Dans une révélation troublante qui remet en question les espoirs d’amélioration des relations commerciales canado-américaines, l’ambassadeur américain à Ottawa a confirmé que les tarifs punitifs de Donald Trump sur les produits canadiens n’ont pas de date d’expiration en vue, malgré les suggestions antérieures qu’il pourrait s’agir de mesures temporaires.
“Ces tarifs n’ont pas été mis en œuvre comme des tactiques de négociation à court terme,” a déclaré l’ambassadeur américain David Cohen lors d’une récente allocution aux leaders d’entreprises canadiennes à Toronto. “Ils reflètent des préoccupations fondamentales concernant les déséquilibres commerciaux que l’administration estime devoir être résolus par une pression économique soutenue.”
La taxe de 10 % sur l’aluminium canadien et le tarif de 25 % sur les produits d’acier, initialement imposés par l’administration Trump en 2018 en invoquant des “préoccupations de sécurité nationale”, ont considérablement perturbé le commerce transfrontalier, les exportateurs canadiens signalant plus de 3,6 milliards de dollars de revenus perdus depuis leur mise en œuvre.
Les analystes de l’industrie notent que ces barrières commerciales se sont avérées particulièrement dommageables pour le secteur manufacturier canadien, où l’acier et l’aluminium servent d’intrants essentiels pour tout, de la production automobile aux projets d’infrastructure de construction et d’énergie.
“Ce qui est particulièrement préoccupant, c’est la suggestion que ces mesures sont maintenant considérées comme des éléments permanents plutôt que comme des outils de négociation,” a expliqué Dre Elise Moreau, spécialiste en politique commerciale à l’Université de Toronto. “Cela représente un changement fondamental dans la façon dont nous devons aborder l’intégration économique continentale à l’avenir.”
Les commentaires de l’ambassadeur contredisent directement les déclarations précédentes des représentants commerciaux de la Maison Blanche qui avaient caractérisé les tarifs comme un levier pour obtenir des conditions plus favorables dans l’accord ACEUM. Cet accord, qui a remplacé l’ALENA en 2020, était censé inaugurer une nouvelle ère de stabilité commerciale entre les partenaires nord-américains.
Les responsables du gouvernement canadien ont réagi avec une frustration mesurée.
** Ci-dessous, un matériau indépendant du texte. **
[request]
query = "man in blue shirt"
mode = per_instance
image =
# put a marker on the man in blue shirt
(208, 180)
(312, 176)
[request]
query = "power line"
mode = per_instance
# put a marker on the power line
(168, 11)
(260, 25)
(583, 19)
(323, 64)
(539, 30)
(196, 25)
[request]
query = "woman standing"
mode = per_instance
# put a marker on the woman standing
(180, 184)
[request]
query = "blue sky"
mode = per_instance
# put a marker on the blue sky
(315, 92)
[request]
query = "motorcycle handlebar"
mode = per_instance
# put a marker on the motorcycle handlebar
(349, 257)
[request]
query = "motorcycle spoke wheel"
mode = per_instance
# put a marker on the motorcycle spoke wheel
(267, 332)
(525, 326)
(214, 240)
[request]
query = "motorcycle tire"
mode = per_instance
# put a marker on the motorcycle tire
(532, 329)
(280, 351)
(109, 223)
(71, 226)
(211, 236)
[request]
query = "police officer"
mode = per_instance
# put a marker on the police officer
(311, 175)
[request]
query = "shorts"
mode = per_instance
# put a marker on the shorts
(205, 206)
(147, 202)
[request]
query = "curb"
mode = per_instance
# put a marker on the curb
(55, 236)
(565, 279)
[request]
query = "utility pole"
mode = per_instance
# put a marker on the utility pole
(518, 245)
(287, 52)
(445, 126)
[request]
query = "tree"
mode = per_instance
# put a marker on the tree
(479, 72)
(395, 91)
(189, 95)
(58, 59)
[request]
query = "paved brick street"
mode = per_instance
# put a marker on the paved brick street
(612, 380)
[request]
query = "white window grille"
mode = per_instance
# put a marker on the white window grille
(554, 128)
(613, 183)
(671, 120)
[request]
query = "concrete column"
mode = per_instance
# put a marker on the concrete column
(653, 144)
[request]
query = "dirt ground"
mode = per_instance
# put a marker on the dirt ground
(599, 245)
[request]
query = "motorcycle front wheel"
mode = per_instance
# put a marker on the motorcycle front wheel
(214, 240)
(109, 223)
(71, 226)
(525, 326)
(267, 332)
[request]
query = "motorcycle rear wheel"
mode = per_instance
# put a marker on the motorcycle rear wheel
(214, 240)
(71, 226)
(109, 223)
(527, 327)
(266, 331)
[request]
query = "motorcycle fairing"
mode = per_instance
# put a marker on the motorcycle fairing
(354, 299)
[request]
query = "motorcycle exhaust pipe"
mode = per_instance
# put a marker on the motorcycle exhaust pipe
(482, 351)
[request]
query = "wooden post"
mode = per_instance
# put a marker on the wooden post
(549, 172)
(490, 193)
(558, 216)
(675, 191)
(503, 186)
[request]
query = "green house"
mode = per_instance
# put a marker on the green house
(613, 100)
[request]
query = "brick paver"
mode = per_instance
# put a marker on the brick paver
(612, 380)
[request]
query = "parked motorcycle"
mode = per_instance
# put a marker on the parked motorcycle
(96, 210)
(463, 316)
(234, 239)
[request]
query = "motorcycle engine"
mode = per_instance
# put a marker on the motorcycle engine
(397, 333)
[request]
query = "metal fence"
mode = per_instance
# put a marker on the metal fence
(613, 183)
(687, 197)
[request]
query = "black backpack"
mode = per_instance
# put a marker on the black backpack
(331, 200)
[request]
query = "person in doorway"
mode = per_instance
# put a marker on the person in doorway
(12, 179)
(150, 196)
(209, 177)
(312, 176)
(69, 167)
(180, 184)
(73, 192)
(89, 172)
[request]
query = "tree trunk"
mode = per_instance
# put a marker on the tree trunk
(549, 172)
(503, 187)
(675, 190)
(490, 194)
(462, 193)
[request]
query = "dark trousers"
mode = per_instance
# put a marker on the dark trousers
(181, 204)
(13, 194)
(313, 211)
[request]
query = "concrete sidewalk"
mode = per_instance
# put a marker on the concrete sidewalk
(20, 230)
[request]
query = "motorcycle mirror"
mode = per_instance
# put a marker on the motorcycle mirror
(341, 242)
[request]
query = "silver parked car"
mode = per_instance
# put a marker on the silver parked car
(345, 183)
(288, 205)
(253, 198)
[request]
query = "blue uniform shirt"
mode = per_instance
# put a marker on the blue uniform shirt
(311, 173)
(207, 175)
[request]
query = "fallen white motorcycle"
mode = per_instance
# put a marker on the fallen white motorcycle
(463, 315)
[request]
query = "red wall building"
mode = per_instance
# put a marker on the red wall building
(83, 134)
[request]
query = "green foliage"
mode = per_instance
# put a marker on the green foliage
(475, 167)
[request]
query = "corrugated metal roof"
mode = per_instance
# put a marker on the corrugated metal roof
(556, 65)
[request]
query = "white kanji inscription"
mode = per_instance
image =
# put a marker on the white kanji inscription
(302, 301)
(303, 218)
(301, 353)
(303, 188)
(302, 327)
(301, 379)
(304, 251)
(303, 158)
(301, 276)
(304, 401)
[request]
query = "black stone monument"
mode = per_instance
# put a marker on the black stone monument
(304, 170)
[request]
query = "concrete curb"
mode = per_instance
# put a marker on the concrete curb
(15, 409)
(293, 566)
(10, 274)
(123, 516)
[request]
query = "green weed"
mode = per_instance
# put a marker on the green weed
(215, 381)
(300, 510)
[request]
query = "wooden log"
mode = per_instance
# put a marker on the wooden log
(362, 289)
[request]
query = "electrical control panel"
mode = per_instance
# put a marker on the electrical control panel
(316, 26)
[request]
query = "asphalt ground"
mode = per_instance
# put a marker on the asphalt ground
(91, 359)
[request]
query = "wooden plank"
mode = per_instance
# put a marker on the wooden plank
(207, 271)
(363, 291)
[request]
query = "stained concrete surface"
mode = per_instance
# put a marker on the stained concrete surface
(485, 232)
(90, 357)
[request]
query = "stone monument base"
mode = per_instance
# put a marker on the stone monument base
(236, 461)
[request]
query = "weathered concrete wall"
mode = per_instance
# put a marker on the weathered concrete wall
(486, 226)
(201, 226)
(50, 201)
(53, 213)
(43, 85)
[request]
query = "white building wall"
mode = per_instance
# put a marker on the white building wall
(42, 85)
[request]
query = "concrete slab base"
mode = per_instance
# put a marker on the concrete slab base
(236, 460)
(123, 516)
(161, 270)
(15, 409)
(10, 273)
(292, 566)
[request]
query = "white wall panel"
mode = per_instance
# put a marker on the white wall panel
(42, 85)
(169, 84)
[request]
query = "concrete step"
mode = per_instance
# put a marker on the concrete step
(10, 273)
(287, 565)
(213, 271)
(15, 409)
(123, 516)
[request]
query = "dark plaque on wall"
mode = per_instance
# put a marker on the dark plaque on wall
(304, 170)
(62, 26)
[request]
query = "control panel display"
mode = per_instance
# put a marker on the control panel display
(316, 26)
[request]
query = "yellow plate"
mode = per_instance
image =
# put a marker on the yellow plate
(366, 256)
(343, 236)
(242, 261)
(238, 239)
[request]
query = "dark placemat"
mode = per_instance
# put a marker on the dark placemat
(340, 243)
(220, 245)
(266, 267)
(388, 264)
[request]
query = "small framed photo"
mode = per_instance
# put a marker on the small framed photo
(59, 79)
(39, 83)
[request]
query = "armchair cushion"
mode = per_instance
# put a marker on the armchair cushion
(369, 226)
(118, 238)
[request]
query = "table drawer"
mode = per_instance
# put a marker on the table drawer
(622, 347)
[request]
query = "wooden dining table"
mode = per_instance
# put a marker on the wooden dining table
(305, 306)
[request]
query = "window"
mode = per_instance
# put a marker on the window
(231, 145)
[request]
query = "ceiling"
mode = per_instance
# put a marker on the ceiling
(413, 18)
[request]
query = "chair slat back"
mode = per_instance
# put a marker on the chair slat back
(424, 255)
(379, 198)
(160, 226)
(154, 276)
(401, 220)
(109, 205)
La ministre des Affaires étrangères Mélanie Joly a souligné que “le Canada a constamment démontré notre engagement envers des pratiques commerciales équitables”, ajoutant que “ces mesures punitives nuisent aux travailleurs et aux entreprises des deux côtés de la frontière.”
L’analyse économique de l’Institut C.D. Howe suggère que l’application continue de ces tarifs pourrait éventuellement réduire le PIB canadien jusqu’à 0,8 %, tout en augmentant ironiquement les coûts pour les fabricants américains qui dépendent des intrants canadiens.
“L’ironie est que ces tarifs ont été ostensiblement mis en œuvre pour protéger les emplois américains, mais les augmentations de prix et les perturbations de la chaîne d’approvisionnement qui en résultent ont en fait éliminé environ 16 000 postes manufacturiers américains,” a noté Richard Wakefield, économiste en chef à la Banque Toronto-Dominion.
Pour des communautés comme Hamilton, en Ontario, et Saguenay, au Québec, où la production d’acier et d’aluminium constitue l’épine dorsale des économies locales, la confirmation de l’ambassadeur représente des nouvelles particulièrement troublantes. Les dirigeants municipaux de ces régions signalent une augmentation du taux de chômage de près de 3 % depuis l’entrée en vigueur des tarifs.
“Nous gardions l’espoir qu’une politique économique rationnelle finirait par prévaloir,” a déclaré Carlos Restrepo, PDG de l’Alliance nord-américaine des métaux. “Au lieu de cela, nous voyons la politique triompher de la prospérité, avec des conséquences réelles pour les familles et les communautés qui dépendent de ces industries.”
Alors que les marchés mondiaux s’adaptent à cette nouvelle normalité dans les relations commerciales nord-américaines, la question demeure : le Canada peut-il développer des stratégies efficaces pour protéger sa base industrielle tout en naviguant dans un paysage international de plus en plus protectionniste, ou sommes-nous témoins du début d’une restructuration fondamentale de l’ordre économique mondial?